23 марта 2001 года президент России Владимир Путин подписал федеральный закон «О ратификации соглашения между РФ и РБ о введении единой денежной единицы и формировании единого эмиссионного центра Союзного государства». Однако в Национальном собрании Республики Беларусь аналогичный законопроект к тому времени вообще не рассматривался. Стало очевидным то, что белорусская сторона начинает явно и тайно тормозить процесс перехода на единую валюту уже на первом этапе. Попытки российского президента активизировать процесс, и даже уменьшить намеченный срок перехода на единую валюту (Путин предложил 1 января 2004 года) ответной позитивной реакции Минска не вызвали.
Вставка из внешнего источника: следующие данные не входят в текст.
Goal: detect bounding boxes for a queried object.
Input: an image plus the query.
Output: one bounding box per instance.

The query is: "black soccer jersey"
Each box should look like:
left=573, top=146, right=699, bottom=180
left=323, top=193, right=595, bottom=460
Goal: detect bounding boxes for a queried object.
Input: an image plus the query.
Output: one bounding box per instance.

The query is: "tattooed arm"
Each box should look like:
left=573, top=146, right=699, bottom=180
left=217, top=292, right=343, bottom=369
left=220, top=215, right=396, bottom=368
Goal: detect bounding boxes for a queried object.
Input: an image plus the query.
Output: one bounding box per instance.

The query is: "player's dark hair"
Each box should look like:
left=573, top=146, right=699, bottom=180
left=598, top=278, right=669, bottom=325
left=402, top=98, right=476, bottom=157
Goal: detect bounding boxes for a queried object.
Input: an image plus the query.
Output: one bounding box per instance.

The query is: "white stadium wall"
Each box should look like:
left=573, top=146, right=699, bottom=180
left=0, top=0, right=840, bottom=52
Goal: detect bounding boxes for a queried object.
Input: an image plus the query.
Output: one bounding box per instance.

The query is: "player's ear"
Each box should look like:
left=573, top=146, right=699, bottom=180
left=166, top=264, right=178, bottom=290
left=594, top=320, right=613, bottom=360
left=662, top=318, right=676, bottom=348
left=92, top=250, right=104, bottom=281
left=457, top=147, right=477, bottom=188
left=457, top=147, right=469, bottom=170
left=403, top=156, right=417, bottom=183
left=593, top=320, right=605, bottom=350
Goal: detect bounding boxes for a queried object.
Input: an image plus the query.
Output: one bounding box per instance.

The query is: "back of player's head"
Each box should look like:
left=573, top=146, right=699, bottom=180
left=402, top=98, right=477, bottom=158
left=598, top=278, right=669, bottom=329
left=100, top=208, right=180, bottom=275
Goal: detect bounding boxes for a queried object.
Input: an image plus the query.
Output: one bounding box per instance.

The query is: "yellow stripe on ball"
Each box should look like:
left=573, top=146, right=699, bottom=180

Если переход к единой валютной политике и к введению единой денежной единицы в Союзном государстве в России расценивались как самое яркое подтверждение действенности интеграционных усилий в период президентства Владимира Путина, то в Минске, напротив, первый заместитель председателя правления Нацбанка РБ Павел Каллаур в Национальном собрании специально подчеркнул, что соглашение с Россией вовсе не означает, что с 1 января 2005 г. российский рубль станет исполнять функции единой валюты. По словам этого высокопоставленного чиновника, озвучившего позицию республиканского руководства, Белоруссия сохраняет для себя «вариантность выбора», поскольку не может прийти к консенсусу с Россией по вопросу единого эмиссионного центра.
Белоруссия не только сорвала выполнение межправительственного соглашения, но выдвинула новое условие – не определять заранее конкретного срока перехода на союзную валюту до завершения процесса принятия Конституционного акта и полной экономической интеграции в рамках Союзного государства. При этом стоит подчеркнуть то обстоятельство, что экономические модели России и Белоруссии к тому времени не только не сближались, но двигались совершенно разнонаправлено, а проект Конституционного акта был дружно торпедирован главами обоих государств. После этого все шаги Минска только имитировали подготовку к переходу на единую валюту, но на самом деле Беларусь по этому пути уже не шла. Первоначально срок перехода на единую валюту был сдвинут по «техническому» требованию Минска на 2008 год, а позже белорусское руководство вообще стало избегать затрагивать проблему создания валютного союза с Россией. Для отвода глаз белорусской стороной была предложена схема, по которой в некий единый эмиссионный центр Союзного государства вольются центральные банки двух государств. Но при этом председатель правления НББ РБ Петр Прокопович заявил, что Центробанк России ни при каких условиях не станет единым эмиссионным центром СГ, так как это противоречит Союзному договору и Конституции Республики Беларусь. В этом вопросе руководителя НББ поддержало и министерство юстиции РБ. Что касается России, то её валютная, эмиссионная координация «на равных» с Белоруссией, отличающейся крайней слабой и неустойчивой финансово-банковской системой и проблемной экономикой, никак не устроила.
По большому счету в Союзном государстве за 12 лет его существования не удалось сформировать оптимальную валютную систему, добиться денежной обратимости, а конвертируемость национальных валют происходила и продолжает происходить спонтанно, при этом имел место и бартер, и «серые» схемы расчетов в сфере финансов и экономики, и ориентация на доллар США. Такого рода финансово-экономическое взаимодействие вовсе не способствовало интенсификации кооперации субъектов хозяйствования двух формально союзных стран и согласованию экономических политик, препятствовало развитию взаимных связей на макро- и на микроуровне.